Ceramic structures were bonded to a fiber-reinforced epoxy resin-based (G10- NEMA G10, International Paper, Hampton, SC, USA), which served as a dentin analog substrate [ , ]. That is, 25-mm in diameter G10 cylinders were cut in slices of 4 mm thick using a diamond disc on a metallographic cutting machine (Struers Minitron, Copenhagen, Denmark) under water cooling. Aluminum oxide particles (D50 = 110 μm; Renfert do Brasil, Ribeirão Preto, Brazil) were used to sandblast (20 s) the bonding surface of G10 with a pressure of 2 bars from a 10-mm distance.
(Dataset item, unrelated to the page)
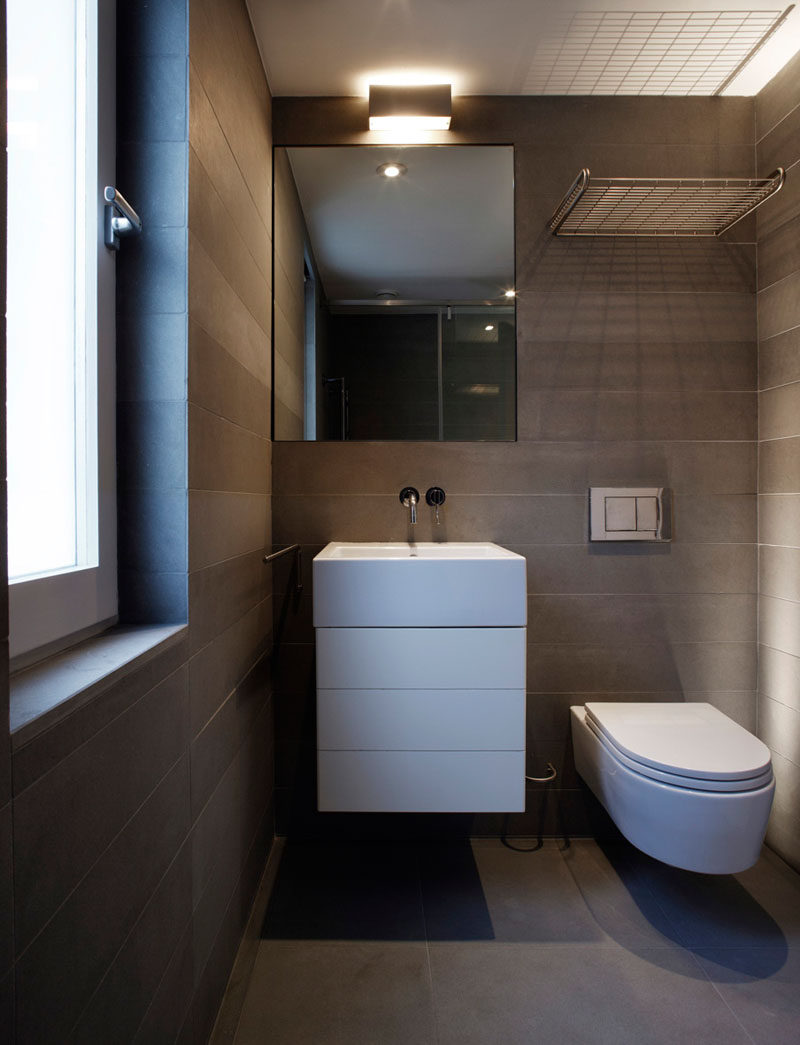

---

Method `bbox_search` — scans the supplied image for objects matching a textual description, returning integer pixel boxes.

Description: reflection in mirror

The bonding surface of all ceramic structures was also sandblasted as described for G10. Both G10 and ceramic structures were sonically cleaned in a distilled water bath (5 min), water-sprayed and air-dried before the adhesive process. The adhesive system (Primers A and B, Ivoclar Vivadent, Schaan, Liechtenstein) was applied on the sandblasted surface of G10. Bonding surface of the ceramics was treated with silane (Monobond S, Ivoclar Vivadent, Schann, Liechtenstein) for 3 min and air-dried for 10 s. The dual resin cement containing phosphate monomer (MDP) (Multilink N, Ivoclar Vivadent, Schaan, Liechtenstein) was mixed and applied on the treated surfaces of G10 and ceramic, which were bonded together and placed under a 750 g load for 1 min. Excess cement was removed with a brush (cavibrush, FGM, Joinvile, SC, Brazil) and specimens were light-activated for 40 s from each side using a light curing unit (Bluephase N, Ivoclar Vivadent, Schann, Liechtenstein; 1.200 mW/cm 2 ).
Specimens were stored in 37 °C distilled water for 24 h prior to fatigue tests in a pneumatic cycling machine (BioPDI, Biocycle, São Carlos, Brazil) with 2 Hz frequency in distilled water at 37 °C. A load of 80 N was applied to the ceramic surface with a spherical stainless steel metal piston (diameter: 6 mm) [ ]. Test was interrupted after 10 4 , 10 5 , 5 × 10 5 e 10 6 cycles and the presence or absence of failure was recorded. The fatigue protocol (load and number of cycles) was defined based on data from a pilot study. Failure was reported when cracking, chipping or catastrophic fracture was detected. Survived specimens showed no evidence of crack or fracture. Transillumination and optical microscopy were used to examine the specimens and failure report followed fractographic principles. Cracks leading to failure were classified as follows: radial crack, cone crack, and combined (when both radial and cone cracks were presented) [ ].
Fatigue data were analyzed using Kaplan–Meier and Holm–Sidak survival test ( α = 0.05). The relationship between experimental group and the type of crack was analyzed with Chi-square test ( α = 0.05).